Bentham si chiede quali danni provochi l’omosessualità a coloro che non sono omosessuali e dopo attenta disamina conclude che l’omosessualità non provoca alcun danno e che non si ritrova alcuna ragione per cui debba essere penalmente sanzionata e addirittura con la pena di morte. Bentham scrive: “Nello Statuto di Guerra stabilito per il governo della Marina inglese, all’art. 32, dopo aver disposto rispetto a questo reato [l’omosessualità] e ad altre specie di impurità che esse “saranno punite con la morte”, si aggiunge: “senza pietà”. Di tutti i reati di cui un uomo in servizio marittimo può essere colpevole, come dare fuoco a una flotta, consegnarla al nemico e così via, questo è l’unico reato che si riteneva si dovesse escludere dalla misericordia. La sicurezza della flotta e dell’Impero erano agli occhi del legislatore oggetti di minor conto rispetto alla conservazione della castità di un marinaio.”

Se Bentham si dimostra nettamente moderno in relazione ai fondamenti della morale e della legge, cade egli stesso in affermazioni grottesche che ricalcano i pregiudizi medici della sua epoca (intesi come scienza) quando tratta della masturbazione.

“Di tutte le irregolarità dell’appetito venereo, quella che è incontestabilmente la più perniciosa è quella che nessun legislatore sembra aver mai tentato di punire. Voglio dire, il tipo di impurità, di cui una persona dell’uno o dell’altro sesso può essere colpevole da sé. Questa produce spesso le conseguenze più gravi per la salute e la felicità duratura di quelli che sono condotti a praticarla. La sua influenza snervante è molto maggiore di quella di qualsiasi altro esercizio di facoltà veneree, e questo in tre diversi modi:

1) Ogni singolo atto di questo tipo è senza paragone più snervante di ogni singolo atto di uno degli altri tipi. La ragione di questo non è chiara; ma il fatto è certo. I medici sono tutti d’accordo su questo.

2) Le persone sono più inclini a questa pratica ad un’età più giovane che quando hanno la possibilità di dedicarsi a qualcuna di quelle altre pratiche, vale a dire, in un’età in cui l’influenza di qualsiasi causa snervante è maggiore. Poiché l’oltraggio alla castità è minore che in qualsivoglia degli altri casi, una persona cederà con meno difficoltà all’impulso derivante o dalla natura o dall’esempio.

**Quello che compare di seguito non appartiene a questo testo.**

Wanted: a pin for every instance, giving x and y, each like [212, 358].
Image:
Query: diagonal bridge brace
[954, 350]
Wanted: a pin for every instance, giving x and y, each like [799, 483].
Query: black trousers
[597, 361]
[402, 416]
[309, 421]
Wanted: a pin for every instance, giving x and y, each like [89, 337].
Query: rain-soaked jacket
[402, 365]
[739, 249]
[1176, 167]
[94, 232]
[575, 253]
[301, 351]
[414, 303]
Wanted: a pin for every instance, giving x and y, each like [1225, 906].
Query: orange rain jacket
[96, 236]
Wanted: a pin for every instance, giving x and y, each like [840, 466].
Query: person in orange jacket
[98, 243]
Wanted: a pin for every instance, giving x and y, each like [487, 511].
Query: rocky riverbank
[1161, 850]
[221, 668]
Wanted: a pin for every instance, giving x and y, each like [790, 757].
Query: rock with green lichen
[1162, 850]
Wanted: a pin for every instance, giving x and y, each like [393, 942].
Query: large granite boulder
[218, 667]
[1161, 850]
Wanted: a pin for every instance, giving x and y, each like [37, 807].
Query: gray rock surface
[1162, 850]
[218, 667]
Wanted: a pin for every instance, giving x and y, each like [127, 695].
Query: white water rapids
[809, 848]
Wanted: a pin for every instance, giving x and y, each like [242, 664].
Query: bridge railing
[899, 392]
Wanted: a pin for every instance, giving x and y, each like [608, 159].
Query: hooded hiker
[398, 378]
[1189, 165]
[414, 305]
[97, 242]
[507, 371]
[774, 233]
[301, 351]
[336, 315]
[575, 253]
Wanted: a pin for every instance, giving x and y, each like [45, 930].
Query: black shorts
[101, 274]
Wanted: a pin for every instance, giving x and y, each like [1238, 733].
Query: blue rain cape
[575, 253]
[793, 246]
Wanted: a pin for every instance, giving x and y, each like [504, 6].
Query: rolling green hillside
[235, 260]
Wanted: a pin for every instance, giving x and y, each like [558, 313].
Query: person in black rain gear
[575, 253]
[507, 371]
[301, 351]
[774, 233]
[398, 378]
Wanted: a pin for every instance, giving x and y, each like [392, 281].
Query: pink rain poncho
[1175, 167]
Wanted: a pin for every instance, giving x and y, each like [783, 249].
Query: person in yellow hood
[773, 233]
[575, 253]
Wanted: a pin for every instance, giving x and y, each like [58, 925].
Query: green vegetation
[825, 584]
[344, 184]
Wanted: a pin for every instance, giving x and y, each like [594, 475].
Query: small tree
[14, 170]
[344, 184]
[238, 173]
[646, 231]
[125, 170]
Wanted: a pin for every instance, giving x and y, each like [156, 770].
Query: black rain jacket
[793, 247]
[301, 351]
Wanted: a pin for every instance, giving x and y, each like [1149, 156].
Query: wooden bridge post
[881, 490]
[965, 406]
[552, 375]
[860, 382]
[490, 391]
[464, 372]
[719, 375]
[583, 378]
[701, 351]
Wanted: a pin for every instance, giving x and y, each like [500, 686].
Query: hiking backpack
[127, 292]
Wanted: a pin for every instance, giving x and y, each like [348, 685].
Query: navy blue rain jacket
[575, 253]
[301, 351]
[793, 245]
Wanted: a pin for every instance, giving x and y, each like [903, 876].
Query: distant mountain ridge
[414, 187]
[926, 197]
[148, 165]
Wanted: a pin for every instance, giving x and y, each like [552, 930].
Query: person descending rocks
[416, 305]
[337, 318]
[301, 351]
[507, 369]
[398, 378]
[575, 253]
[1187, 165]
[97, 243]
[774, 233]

3) In tutti gli altri casi la tendenza può essere mantenuta entro i limiti attraverso la mancanza di opportunità; in questo però le possibilità di una mancanza di opportunità sono rare.

I medici sono anche d’accordo che questa non è una causa infrequente di indifferenza in ciascuno dei due sessi per l’altro, e nel sesso maschile finisce spesso in impotenza. Non è solo più maliziosa per ogni persona rispetto a qualsiasi altra impurità, ma sembra essere ovunque molto più frequente. Secondo il giudizio popolare tuttavia la colpa della masturbazione è considerata come molto inferiore a quella di uno degli altri atti di impurità; e tuttavia il vero male che vediamo è incomparabilmente più grande, e comunque non è mai stata punita da nessuna legge. Sarebbe allora giusto prevedere una punizione per questo comportamento? In nessun modo; e per questo motivo semplice, perché nessuna punizione potrà mai avere alcun effetto. La masturbazione può essere sempre commessa senza alcun pericolo o almeno senza alcun pericolo evidente di essere scoperti.”